An object containing a list of "key": value
pairs. Example: { "name": "wrench", "mass": "1.3kg", "count": "3" }
.
uid
string
The unique identifier of the resource. UID is unique in the time and space for this resource within the scope of the service. It is typically generated by the server on successful creation of a resource and must not be changed. UID is used to uniquely identify resources with resource name reuses. This should be a UUID4.
annotations
map (key: string, value: string)
Annotations is an unstructured key-value map stored with a resource that may be set by external tools to store and retrieve arbitrary metadata. They are not queryable and should be preserved when modifying objects.
More info: https://kubernetes.io/docs/concepts/overview/working-with-objects/annotations/
An object containing a list of "key": value
pairs. Example: { "name": "wrench", "mass": "1.3kg", "count": "3" }
.
displayName
string
Mutable. The display name set by clients. Must be <= 63 characters.
createTime
string (
Timestamp
format)
Output only. The timestamp when the resource was created. This may be either the time creation was initiated or when it was completed.

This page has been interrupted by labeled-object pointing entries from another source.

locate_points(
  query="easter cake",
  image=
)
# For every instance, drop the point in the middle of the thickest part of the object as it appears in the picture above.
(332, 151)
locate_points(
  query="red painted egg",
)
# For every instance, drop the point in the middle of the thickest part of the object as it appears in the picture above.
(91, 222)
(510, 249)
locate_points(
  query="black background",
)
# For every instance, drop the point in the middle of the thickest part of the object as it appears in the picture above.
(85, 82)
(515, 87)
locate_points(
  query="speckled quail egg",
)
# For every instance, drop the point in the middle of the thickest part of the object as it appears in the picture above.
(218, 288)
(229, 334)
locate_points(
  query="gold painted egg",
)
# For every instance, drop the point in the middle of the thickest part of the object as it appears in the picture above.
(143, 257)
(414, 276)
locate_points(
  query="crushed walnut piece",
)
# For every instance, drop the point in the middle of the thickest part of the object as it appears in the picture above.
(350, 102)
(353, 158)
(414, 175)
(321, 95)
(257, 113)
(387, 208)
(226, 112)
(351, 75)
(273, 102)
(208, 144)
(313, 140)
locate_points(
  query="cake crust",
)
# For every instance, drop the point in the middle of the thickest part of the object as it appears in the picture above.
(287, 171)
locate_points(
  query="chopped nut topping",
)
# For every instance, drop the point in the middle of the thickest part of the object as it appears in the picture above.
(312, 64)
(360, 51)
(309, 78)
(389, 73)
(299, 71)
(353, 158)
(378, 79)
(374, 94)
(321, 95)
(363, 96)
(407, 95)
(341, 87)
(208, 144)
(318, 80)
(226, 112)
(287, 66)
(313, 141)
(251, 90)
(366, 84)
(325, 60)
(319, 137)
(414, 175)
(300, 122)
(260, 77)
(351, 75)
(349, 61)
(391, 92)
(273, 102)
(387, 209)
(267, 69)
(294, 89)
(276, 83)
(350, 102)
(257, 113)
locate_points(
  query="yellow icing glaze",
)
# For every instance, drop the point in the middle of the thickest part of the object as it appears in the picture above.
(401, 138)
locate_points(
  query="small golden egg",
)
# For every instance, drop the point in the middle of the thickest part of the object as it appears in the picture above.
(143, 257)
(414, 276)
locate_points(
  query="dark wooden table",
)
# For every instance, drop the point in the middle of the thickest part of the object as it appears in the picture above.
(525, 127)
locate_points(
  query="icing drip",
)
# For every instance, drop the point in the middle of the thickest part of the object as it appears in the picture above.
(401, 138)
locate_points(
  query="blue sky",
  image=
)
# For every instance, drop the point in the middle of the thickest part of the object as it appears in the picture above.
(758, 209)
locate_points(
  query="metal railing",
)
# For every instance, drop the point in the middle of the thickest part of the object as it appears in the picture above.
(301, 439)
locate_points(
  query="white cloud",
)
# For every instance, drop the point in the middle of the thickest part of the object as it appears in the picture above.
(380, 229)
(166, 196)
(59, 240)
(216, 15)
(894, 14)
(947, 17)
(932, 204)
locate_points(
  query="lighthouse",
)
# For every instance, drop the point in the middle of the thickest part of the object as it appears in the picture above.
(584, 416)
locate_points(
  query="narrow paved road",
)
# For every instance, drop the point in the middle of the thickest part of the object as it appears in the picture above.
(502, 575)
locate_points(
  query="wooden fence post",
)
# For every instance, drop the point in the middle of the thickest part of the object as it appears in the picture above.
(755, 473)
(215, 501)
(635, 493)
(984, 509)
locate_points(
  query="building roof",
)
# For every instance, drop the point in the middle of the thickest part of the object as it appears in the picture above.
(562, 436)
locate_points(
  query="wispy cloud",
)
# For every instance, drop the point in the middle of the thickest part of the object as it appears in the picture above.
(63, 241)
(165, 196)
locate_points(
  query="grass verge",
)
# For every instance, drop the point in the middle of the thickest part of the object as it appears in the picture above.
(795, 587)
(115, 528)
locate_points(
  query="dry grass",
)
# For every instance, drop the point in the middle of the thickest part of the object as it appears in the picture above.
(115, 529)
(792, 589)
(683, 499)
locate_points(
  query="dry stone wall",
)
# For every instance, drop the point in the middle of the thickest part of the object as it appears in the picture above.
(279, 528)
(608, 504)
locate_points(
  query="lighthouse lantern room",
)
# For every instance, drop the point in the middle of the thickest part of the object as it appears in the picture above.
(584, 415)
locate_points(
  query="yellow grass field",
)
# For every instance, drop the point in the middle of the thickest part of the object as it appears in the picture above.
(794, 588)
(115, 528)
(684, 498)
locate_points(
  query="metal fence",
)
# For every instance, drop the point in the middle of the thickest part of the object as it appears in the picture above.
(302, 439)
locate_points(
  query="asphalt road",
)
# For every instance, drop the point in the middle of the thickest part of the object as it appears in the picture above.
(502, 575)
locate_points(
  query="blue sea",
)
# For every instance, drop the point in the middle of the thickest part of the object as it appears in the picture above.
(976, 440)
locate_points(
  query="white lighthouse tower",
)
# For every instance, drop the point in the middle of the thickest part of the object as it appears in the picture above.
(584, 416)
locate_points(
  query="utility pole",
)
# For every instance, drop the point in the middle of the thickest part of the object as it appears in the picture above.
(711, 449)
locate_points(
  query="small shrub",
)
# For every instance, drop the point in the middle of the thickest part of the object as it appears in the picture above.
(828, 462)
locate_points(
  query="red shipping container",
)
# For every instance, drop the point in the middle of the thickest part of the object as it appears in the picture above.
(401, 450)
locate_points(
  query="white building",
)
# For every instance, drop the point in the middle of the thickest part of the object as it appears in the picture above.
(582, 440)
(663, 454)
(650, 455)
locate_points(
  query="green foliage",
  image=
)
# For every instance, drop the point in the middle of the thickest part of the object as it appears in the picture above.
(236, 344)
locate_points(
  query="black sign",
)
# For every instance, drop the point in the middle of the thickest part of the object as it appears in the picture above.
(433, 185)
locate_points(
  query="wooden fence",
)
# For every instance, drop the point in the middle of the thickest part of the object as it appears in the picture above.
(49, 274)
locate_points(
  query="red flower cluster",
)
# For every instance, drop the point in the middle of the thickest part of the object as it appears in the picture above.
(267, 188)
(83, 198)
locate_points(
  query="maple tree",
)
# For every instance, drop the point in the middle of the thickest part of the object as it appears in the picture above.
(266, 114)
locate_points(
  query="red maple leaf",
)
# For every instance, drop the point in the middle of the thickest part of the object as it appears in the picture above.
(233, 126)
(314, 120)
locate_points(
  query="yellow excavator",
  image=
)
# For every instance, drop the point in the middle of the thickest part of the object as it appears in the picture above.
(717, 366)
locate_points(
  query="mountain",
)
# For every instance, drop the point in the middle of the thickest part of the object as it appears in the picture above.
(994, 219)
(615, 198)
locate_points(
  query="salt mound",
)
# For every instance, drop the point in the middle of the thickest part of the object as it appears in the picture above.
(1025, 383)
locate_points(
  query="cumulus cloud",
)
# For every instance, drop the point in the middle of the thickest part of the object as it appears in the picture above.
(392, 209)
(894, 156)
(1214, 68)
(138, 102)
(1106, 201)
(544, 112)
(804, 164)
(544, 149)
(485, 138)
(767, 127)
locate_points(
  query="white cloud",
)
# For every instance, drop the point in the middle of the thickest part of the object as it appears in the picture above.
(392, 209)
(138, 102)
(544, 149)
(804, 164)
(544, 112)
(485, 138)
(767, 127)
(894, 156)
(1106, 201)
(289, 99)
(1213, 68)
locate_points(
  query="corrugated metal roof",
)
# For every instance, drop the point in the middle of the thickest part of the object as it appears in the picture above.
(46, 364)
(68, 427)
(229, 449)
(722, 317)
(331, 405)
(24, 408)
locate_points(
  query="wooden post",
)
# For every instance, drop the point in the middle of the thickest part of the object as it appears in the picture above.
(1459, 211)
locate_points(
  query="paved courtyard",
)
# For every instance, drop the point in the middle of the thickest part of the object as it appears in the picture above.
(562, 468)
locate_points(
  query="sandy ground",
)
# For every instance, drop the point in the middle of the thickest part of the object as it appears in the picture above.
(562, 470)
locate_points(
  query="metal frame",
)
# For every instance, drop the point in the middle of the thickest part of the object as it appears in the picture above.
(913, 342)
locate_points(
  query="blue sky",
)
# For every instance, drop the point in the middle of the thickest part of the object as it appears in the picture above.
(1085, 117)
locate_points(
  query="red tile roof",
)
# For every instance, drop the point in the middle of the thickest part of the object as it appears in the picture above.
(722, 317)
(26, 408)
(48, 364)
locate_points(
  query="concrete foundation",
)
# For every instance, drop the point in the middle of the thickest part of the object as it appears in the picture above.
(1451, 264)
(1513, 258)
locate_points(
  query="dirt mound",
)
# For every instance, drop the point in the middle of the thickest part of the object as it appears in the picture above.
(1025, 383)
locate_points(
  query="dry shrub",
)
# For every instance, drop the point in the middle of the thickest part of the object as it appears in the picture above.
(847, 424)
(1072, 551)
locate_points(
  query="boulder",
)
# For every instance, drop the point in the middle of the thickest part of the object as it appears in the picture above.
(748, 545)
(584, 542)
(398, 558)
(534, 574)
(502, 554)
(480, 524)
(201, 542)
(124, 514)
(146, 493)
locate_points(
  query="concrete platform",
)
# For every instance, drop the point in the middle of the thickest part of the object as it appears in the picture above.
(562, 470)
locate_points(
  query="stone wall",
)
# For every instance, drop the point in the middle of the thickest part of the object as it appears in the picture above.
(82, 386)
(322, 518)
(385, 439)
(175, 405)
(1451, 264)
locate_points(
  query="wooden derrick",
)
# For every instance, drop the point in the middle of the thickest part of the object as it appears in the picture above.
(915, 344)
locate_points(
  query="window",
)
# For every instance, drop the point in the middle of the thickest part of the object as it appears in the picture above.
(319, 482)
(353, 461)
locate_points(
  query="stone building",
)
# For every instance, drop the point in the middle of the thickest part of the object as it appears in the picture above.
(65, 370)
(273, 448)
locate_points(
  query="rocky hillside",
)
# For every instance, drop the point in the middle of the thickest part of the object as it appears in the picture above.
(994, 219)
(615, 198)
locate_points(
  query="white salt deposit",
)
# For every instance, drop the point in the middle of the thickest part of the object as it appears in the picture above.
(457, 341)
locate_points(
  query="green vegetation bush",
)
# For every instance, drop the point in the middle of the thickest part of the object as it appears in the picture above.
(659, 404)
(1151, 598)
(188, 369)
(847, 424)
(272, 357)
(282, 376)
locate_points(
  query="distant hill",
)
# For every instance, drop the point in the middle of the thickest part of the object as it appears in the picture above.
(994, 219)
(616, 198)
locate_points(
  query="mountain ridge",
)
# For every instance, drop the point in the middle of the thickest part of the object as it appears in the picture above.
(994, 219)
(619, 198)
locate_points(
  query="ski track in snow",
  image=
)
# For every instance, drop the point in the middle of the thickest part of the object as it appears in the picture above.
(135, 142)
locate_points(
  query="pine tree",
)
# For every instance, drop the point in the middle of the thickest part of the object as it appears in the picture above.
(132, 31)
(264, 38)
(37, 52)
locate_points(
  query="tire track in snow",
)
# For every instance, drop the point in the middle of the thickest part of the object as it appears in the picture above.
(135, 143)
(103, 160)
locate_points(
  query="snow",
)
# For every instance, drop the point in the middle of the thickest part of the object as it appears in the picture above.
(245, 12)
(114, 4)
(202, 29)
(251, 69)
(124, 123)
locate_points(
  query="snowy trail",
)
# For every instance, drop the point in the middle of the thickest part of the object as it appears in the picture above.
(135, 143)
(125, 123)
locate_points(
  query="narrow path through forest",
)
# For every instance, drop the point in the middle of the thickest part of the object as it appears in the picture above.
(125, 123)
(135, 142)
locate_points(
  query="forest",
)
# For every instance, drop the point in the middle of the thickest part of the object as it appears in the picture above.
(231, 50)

A timestamp in RFC3339 UTC "Zulu" format, with nanosecond resolution and up to nine fractional digits. Examples: "2014-10-02T15:01:23Z"
and "2014-10-02T15:01:23.045123456Z"
.
updateTime
string (
Timestamp
format)
Output only. The timestamp when the resource was last updated. Any change to the resource made by users must refresh this value. Changes to a resource made by the service should refresh this value.
A timestamp in RFC3339 UTC "Zulu" format, with nanosecond resolution and up to nine fractional digits. Examples: "2014-10-02T15:01:23Z"
and "2014-10-02T15:01:23.045123456Z"
.
deleteTime
string (
Timestamp
format)
Output only. The timestamp when the resource was deleted. If the resource is not deleted, this must be empty.
A timestamp in RFC3339 UTC "Zulu" format, with nanosecond resolution and up to nine fractional digits. Examples: "2014-10-02T15:01:23Z"
and "2014-10-02T15:01:23.045123456Z"
.
etag
string
Output only. An opaque value that uniquely identifies a version or generation of a resource. It can be used to confirm that the client and server agree on the ordering of a resource being written.
location
string
Immutable. The location of the resource. The location encoding is specific to the service provider, and new encoding may be introduced as the service evolves.
For Google Cloud products, the encoding is what is used by Google Cloud APIs, such as us-east1
, aws-us-east-1
, and azure-eastus2
. The semantics of location
is identical to the cloud.googleapis.com/location
label used by some Google Cloud APIs.